The Left Front and Congress lent their support, but the Deve Gowda government couldn’t last beyond a year after the then Congress president Sitaram Kesri decided to pull the plug and insisted on a change in the Prime Ministership. The UF constituents, after cancelling each other out, picked IK Gujral. Gujral was seen as a non-threatening figure since he did not have a mass base of his own. The government, however, did not complete its full term due to internal squabbling and because of differences with Congress. The Jain Commission Report on Rajiv Gandhi’s assassination hinted that the Dravida Munnetra Kazhagam (DMK), a UF component, had a role to play in it. The Congress insisted on the DMK’s removal from the coalition while Gujral decided to stick with the party. India went to the polls once again in 1998, and this time the BJP came to power.

Significance: The fragile nature of the Third Front became a powerful poll plank for the BJP. Its 1998 government lasted only 13 months, but in 1999, it returned to power and was able to form the first, stable National Democratic Alliance (NDA) government that ran for a full five years. The BJP, which was earlier regarded as “untouchable” because of its strong Hindutva agenda, gained the confidence of allies. The episode also Institutionalised a more stable coalition dharma; both the NDA and the two Congress-led United Progressive Alliance governments were stable because regional parties too did not want frequent elections.

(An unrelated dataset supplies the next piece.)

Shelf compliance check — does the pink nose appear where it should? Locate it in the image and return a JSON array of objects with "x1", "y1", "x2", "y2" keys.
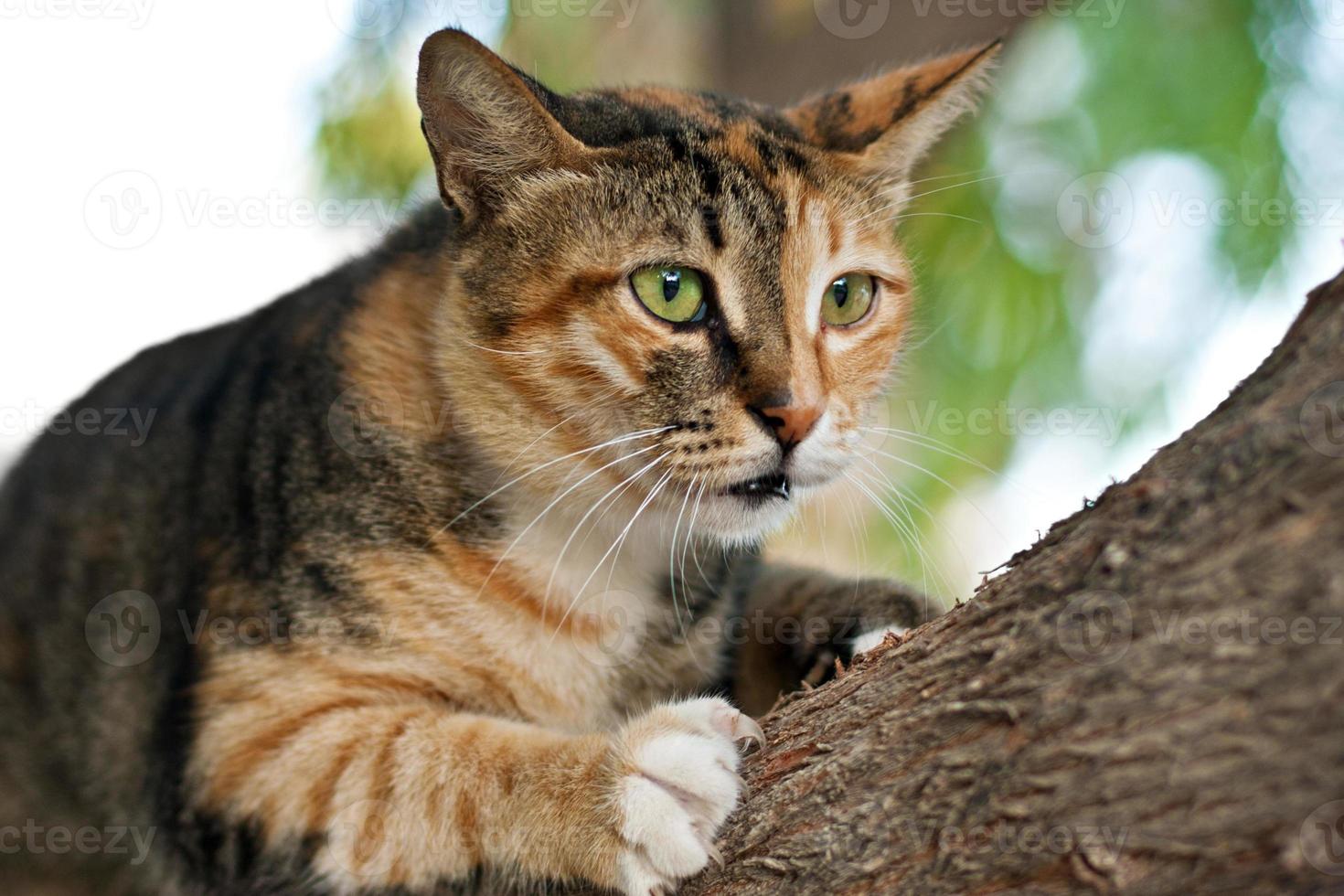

The UF experiment also showed the importance of a larger, national party being the anchor of a coalition. And it marked the consolidation and then the fragmentation of regional parties. The Janata Dal, which promised to be an alternative to the national parties, remained an illusion in Indian politics and its various constituents drifted apart. After the experiment, the Congress, too, returned under the leadership of the Nehru-Gandhi family with Sonia Gandhi taking charge. As 2019 approaches, Sonia Gandhi and her son Rahul, the Congress president, are in touch with many of the older leaders of the UF, and the inheritors of their political legacy, to keep the BJP out.